Guru SD Islam Sabilillah Malang 1
Di tengah perkembangan pendidikan saat ini, pembelajaran semakin diarahkan pada penguatan kemampuan 4C’s (critical thinking, creativity, collaboration, dan communication). Siswa didorong untuk aktif mencari tahu, berpikir kritis, serta membangun pemahamannya sendiri melalui pendekatan yang lebih berpusat pada peserta didik (student-centered learning). Namun, di tengah semangat pembelajaran modern tersebut, ada satu pertanyaan yang menarik untuk dipikirkan kembali: apakah metode pengulangan (drilling) masih relevan bagi siswa sekolah dasar?

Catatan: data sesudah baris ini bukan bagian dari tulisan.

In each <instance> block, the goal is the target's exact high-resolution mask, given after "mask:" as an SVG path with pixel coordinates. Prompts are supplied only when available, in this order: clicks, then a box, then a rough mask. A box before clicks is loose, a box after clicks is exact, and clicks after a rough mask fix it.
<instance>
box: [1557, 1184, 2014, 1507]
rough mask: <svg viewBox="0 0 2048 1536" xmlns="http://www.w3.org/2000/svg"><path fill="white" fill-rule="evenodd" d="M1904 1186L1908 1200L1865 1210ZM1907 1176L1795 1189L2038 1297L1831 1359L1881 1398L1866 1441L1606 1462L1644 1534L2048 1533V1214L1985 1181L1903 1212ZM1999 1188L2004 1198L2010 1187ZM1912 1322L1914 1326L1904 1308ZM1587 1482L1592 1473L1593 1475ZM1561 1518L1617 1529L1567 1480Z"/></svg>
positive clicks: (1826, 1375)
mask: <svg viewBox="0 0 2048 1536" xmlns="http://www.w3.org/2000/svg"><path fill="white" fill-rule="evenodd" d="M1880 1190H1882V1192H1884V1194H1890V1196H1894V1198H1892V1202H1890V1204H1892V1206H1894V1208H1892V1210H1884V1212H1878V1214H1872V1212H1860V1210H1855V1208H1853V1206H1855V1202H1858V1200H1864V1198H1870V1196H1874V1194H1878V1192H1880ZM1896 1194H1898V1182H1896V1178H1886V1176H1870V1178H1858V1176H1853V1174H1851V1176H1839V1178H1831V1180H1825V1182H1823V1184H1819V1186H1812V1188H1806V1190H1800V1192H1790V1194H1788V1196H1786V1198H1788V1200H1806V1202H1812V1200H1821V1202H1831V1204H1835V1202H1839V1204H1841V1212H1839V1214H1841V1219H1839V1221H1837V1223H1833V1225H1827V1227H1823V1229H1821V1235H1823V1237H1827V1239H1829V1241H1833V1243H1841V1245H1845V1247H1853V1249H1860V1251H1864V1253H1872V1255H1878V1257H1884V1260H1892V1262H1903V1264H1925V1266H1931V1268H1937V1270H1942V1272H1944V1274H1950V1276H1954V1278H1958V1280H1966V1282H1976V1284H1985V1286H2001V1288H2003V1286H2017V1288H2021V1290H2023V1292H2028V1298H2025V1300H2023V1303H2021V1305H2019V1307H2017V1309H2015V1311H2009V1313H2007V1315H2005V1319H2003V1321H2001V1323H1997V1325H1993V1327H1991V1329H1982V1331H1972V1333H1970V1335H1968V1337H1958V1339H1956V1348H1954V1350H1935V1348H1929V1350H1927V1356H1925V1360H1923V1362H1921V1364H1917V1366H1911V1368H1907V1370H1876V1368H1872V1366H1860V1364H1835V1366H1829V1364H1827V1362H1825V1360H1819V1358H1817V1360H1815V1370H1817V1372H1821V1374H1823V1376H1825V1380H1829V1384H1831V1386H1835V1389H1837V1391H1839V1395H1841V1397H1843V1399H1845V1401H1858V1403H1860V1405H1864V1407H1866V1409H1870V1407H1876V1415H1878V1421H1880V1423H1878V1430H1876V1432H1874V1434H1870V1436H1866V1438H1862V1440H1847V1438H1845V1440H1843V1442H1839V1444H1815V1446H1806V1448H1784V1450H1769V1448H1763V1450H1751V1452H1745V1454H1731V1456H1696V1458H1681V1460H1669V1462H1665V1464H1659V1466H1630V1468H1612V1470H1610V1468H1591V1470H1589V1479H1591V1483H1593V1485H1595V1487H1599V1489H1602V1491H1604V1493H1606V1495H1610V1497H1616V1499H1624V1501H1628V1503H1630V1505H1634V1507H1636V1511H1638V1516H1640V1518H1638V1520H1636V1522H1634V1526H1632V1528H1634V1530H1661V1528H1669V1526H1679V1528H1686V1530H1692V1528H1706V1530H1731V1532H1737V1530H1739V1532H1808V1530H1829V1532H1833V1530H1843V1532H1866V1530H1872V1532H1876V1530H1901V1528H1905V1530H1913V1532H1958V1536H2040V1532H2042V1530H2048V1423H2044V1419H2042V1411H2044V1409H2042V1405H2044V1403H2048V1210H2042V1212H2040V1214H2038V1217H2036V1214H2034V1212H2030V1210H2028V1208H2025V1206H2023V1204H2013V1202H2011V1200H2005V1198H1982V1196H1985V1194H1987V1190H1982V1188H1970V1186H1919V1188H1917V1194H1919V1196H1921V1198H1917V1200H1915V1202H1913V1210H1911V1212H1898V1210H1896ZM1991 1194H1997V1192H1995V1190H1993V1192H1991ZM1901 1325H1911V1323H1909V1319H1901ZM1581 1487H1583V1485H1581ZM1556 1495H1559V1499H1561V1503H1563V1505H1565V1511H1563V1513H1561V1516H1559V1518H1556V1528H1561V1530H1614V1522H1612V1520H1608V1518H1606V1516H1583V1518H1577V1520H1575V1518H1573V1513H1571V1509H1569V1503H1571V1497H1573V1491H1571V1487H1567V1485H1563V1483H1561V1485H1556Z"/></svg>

Bagi sebagian orang, drilling sering kali dipandang sebagai metode pembelajaran lama yang identik dengan hafalan, monoton, dan terlalu berpusat pada guru. Padahal, khususnya pada siswa sekolah dasar, pengulangan masih memiliki peran penting dalam membangun pemahaman. Tentu bukan pengulangan yang sekadar menghafal tanpa makna, melainkan pengulangan yang membantu siswa menjadi semakin akrab dengan konsep yang sedang dipelajari.